La situazione varia a seconda dei dipartimenti e degli uffici. Solo la Cancelleria federale (33%) e il Dipartimento federale degli esteri (28%) vantano proporzioni di "latini" superiori alla media nazionale. Negli altri ministeri le percentuali sono molto più basse: fanalino di coda è il Dipartimento federale delle finanze con una quota del 15%. Taluni segretariati generali, afferma lo studio, sono al 100% tedescofoni.

Il consigliere nazionale vodese Claude Ruey (PLS), presidente di Helvetia Latina, non ha dubbi: "il rispetto delle minoranze tende a scomparire". I più svantaggiati sono gli italofoni: negli anni Ottanta cinque uffici federali erano diretti da ticinesi e oggi nemmeno uno. L'unico alto funzionario rimasto, aggiunge Chiara Simoneschi, è il vice cancelliere della Confederazione Achille Casanova, che raggiunto dall'ats non ha voluto rilasciare dichiarazioni.
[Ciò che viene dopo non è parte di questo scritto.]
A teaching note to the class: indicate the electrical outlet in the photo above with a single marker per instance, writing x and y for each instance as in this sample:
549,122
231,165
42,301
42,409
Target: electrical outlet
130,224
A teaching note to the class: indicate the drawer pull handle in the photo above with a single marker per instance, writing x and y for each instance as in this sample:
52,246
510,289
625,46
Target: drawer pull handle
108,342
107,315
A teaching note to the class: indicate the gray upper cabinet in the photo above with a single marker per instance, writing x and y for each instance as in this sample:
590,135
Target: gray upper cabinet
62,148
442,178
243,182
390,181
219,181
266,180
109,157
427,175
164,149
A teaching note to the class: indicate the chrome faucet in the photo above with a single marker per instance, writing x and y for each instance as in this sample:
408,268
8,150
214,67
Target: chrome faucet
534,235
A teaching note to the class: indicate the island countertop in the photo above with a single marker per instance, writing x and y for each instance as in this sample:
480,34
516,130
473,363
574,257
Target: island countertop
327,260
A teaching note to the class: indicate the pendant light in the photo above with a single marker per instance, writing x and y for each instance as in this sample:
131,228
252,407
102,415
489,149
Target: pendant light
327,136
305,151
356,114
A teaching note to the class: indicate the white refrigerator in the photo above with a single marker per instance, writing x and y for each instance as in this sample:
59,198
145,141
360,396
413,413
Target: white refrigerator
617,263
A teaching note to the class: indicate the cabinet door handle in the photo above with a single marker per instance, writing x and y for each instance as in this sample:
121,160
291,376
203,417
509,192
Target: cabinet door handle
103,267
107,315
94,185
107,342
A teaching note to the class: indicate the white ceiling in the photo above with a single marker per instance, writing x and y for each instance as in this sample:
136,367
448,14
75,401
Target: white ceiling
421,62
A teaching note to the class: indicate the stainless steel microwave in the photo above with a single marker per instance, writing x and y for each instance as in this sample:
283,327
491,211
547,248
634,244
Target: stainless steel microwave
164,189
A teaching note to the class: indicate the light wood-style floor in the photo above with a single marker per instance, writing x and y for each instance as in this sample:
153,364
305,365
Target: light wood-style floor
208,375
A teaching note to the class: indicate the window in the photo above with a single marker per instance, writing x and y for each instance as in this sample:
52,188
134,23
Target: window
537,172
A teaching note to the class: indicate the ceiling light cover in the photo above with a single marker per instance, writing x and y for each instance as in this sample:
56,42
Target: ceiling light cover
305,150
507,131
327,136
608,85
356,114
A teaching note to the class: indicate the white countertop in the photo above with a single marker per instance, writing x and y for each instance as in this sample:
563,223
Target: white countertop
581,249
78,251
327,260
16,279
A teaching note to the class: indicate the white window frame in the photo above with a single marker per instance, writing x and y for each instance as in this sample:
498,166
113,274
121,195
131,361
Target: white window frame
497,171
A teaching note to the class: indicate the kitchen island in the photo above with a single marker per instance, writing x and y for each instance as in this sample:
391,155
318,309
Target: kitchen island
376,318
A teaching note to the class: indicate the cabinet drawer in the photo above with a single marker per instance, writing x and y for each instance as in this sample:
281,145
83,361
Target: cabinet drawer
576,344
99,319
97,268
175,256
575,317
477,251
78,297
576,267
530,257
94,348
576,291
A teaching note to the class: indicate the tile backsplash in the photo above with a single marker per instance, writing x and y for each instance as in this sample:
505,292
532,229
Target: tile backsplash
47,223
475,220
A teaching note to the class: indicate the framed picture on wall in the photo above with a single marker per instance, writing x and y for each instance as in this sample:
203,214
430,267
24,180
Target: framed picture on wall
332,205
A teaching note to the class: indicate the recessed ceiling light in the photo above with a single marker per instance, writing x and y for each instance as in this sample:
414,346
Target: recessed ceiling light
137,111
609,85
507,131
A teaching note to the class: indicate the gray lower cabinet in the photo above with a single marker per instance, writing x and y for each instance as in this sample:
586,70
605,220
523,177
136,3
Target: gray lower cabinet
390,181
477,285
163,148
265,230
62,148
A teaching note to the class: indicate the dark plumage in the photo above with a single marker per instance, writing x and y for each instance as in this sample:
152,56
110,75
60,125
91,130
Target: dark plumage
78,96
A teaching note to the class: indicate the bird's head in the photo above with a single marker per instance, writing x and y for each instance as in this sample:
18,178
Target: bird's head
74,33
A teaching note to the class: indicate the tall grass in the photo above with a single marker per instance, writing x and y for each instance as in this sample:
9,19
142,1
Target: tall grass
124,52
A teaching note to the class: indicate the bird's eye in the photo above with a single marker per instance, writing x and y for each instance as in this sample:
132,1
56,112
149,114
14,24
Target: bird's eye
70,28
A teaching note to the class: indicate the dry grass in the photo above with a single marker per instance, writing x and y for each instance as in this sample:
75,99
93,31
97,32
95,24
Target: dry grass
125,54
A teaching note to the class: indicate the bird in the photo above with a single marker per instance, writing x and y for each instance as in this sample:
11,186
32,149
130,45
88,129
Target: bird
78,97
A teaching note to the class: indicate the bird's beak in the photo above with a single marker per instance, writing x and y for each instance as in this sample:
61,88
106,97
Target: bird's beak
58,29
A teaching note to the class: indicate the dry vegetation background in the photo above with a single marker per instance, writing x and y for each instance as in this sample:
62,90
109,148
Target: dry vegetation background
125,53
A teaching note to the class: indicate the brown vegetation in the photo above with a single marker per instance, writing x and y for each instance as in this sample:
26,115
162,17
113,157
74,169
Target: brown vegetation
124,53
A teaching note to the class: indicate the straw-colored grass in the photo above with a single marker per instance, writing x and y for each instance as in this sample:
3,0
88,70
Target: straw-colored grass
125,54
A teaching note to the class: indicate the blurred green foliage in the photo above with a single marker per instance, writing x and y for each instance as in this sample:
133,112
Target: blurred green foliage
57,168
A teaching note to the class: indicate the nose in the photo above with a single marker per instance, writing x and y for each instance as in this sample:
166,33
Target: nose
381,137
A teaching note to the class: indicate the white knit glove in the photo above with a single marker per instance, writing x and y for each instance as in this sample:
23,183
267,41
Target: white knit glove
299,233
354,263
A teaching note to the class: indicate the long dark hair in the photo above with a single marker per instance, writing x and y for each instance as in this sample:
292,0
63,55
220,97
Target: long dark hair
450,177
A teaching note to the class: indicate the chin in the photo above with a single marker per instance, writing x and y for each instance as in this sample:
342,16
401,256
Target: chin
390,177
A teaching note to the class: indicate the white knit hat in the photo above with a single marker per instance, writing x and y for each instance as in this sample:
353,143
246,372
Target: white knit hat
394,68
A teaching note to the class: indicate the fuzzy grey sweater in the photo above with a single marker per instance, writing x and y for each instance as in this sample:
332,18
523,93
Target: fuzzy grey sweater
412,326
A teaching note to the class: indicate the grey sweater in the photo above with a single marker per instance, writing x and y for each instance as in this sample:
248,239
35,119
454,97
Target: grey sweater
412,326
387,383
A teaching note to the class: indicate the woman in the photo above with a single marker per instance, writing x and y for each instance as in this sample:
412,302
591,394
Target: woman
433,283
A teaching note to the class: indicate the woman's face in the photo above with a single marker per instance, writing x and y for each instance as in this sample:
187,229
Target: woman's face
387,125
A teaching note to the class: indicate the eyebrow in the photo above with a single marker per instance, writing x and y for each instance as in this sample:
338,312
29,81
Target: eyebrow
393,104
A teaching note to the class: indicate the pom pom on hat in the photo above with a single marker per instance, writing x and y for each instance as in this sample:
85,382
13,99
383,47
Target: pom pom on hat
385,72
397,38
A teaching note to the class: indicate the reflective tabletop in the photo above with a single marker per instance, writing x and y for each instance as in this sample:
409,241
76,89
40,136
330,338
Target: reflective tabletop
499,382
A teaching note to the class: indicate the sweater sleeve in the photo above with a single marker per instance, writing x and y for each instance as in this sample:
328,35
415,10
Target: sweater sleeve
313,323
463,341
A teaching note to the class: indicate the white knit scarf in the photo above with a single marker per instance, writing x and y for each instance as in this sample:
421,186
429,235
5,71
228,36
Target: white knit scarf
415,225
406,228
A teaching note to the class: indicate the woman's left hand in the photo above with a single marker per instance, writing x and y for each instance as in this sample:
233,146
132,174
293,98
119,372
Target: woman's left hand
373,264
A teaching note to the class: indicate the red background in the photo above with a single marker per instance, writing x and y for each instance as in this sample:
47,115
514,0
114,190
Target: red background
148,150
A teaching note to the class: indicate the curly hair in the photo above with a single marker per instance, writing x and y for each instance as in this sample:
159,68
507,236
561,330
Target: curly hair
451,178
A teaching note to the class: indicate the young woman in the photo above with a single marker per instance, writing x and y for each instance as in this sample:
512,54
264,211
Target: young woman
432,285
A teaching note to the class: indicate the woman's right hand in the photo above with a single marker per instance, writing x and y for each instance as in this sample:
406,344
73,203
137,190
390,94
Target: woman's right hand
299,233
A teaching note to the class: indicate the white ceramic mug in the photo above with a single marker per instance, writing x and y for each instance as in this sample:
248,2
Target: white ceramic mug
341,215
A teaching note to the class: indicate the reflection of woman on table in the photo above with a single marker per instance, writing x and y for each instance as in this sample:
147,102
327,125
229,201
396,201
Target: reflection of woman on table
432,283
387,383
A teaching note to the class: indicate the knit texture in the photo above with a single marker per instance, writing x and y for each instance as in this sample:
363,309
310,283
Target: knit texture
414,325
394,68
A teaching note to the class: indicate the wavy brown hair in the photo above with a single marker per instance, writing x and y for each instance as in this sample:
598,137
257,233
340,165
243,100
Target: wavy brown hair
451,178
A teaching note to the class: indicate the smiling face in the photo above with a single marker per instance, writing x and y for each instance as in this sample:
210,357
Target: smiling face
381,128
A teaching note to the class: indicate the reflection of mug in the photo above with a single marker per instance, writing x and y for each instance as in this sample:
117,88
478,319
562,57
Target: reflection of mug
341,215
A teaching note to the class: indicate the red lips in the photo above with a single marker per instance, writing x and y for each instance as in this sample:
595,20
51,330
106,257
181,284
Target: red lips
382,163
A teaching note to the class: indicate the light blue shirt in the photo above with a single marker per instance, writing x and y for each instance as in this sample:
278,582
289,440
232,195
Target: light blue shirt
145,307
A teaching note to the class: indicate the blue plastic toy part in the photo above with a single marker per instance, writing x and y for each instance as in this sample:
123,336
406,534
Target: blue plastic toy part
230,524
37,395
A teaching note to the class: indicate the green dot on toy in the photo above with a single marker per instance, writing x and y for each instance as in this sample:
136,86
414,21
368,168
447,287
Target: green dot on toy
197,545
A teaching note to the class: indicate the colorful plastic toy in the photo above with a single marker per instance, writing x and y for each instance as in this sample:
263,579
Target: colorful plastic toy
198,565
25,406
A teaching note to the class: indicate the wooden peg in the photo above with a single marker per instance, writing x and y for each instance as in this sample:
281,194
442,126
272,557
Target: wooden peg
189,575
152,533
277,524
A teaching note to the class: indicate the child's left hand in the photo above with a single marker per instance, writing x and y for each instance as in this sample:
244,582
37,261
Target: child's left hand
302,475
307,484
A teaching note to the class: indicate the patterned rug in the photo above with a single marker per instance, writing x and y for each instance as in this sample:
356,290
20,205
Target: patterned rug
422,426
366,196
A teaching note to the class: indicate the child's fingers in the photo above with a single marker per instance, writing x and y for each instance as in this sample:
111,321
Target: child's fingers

La vice direttrice dell'Ufficio federale del personale Mariette Bottinelli ammette che gli italofoni sono sottorappresentati nelle posizioni alte dell'amministrazione e preannunica una campagna di sensibilizzazione. Le statistiche relative al personale federale, afferma, sono comunque tutto sommato soddisfacenti.

La delegazione parlamentare ticinese, spiega Chiara Simoneschi, non risparmia sforzi per appoggiare le candidature di giovani universitari italofoni interessati ad occupare un posto nell'amministrazione. Ma pochi hanno successo, se non all'interno dei servizi di traduzione. "I giovani ticinesi non hanno nessuna chance, nemmeno se hanno svolto studi in francese e tedesco".

Il problema non è solo linguistico, precisa Claude Ruey. In gioco non vi è solo un idioma rispetto a un altro, ma un modo diverso di concepire la realtà. "Si tratta di un arricchimento e bisogna ricordare alla maggioranza tedescofona che pure lei ne approfitta".

"In sede di commissione - aggiunge il deputato vodese - mi batto affinché quando qualcuno si esprime in tedesco sia perlomeno disponibile la documentazione in francese". "Questa consuetudine si sta però perdendo". I parlamentari dell'Unione democratica di centro, gli fa eco Chiara Simoneschi, non capiscono una parola di francese. La soluzione? I deputati del Consiglio nazionale dovrebbero sottoporsi a un esame linguistico.

Secondo la parlamentare ticinese è più che mai urgente tornare ad affrontare la questione della legge sulle lingue, affossata dal Consiglio federale per mancanza di disponibilità finanziarie. Claude Ruey è della stessa opinione: "non è sulle diversità culturali che bisogna risparmiare". I tagli apportati ai conti della Confederazione hanno aggravato la situazione e anche i servizi di traduzione ne hanno risentito. Secondo Philippe Zahno, segretario di Helvetia Latina, bisognerebbe invece assumere un numero maggiore di traduttori dal francese o dall'italiano al tedesco per consentire ai "latini" di scrivere ed esprimersi nella loro lingua.